You can find a comprehensive listing of methods that you can call in the Graph API documentation on the Facebook Developer portal.
For the purpose of reading wall posts, we’re going to use the format /{user_or_id}/feed. For example, the path for mydigitalmedia’s wall on our page would be /mydigitalmediaonline/feed.
You can try entering that path into the Graph API Explorer to view the results.
Extract posts
To extract the posts for a particular wall, you can use the following few lines of code:
Facebook.Web.FacebookWebClient client = new Facebook.Web.FacebookWebClient(ConfigurationManager.AppSettings["app_token"].ToString());
//Get wall posts
var result = (IDictionary<string, object>)client.Get(ConfigurationManager.AppSettings["page_id"].ToString() + "/feed");
var posts = result.Values.First();
If you’ve not used NuGet to include Facebook in your project, you’ll need to add a reference to the Facebook.dll as well.
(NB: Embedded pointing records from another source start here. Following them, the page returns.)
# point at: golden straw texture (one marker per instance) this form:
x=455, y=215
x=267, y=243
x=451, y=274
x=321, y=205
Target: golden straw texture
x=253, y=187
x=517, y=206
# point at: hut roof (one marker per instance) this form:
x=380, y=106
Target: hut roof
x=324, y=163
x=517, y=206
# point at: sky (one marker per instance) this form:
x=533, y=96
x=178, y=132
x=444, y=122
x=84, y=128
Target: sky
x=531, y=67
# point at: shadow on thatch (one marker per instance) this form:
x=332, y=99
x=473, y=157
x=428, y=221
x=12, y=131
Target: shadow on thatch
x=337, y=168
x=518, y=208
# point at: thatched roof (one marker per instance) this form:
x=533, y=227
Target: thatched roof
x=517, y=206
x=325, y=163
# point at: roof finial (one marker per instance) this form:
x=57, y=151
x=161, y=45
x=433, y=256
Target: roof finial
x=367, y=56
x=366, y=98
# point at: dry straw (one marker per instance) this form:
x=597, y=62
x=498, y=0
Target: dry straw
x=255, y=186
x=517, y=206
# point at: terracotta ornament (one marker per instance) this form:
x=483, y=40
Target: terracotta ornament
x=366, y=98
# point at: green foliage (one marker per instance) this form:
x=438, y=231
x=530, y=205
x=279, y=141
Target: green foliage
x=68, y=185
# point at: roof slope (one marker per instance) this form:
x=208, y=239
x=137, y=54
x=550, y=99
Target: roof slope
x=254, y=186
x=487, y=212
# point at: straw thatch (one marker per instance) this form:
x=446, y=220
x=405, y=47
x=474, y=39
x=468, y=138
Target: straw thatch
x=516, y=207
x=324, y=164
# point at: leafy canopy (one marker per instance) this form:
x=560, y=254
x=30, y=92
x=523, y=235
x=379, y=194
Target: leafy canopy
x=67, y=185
The above will populate posts with a dictionary of posts, each consisting of a JSON string. From here, you simply need to parse the text however you like. I’m not going to blog about this here, as I think it’s a different topic (which I may cover separately another time), but some tips may be to use a JSONSerialiser to deserialise the script into objects, which is included through the Facebook SDK, though you can also use a javascript serialiser to do the same thing, as ultimately, JSON is javascript
Hopefully this post will be some help to others, and can save you the time it’s taken me in research finding how to access Facebook and the use the Graph API from C# and ASP.NET.
If you have any comments, or suggestions on how to do this better, please share them below for everyone’s benefit.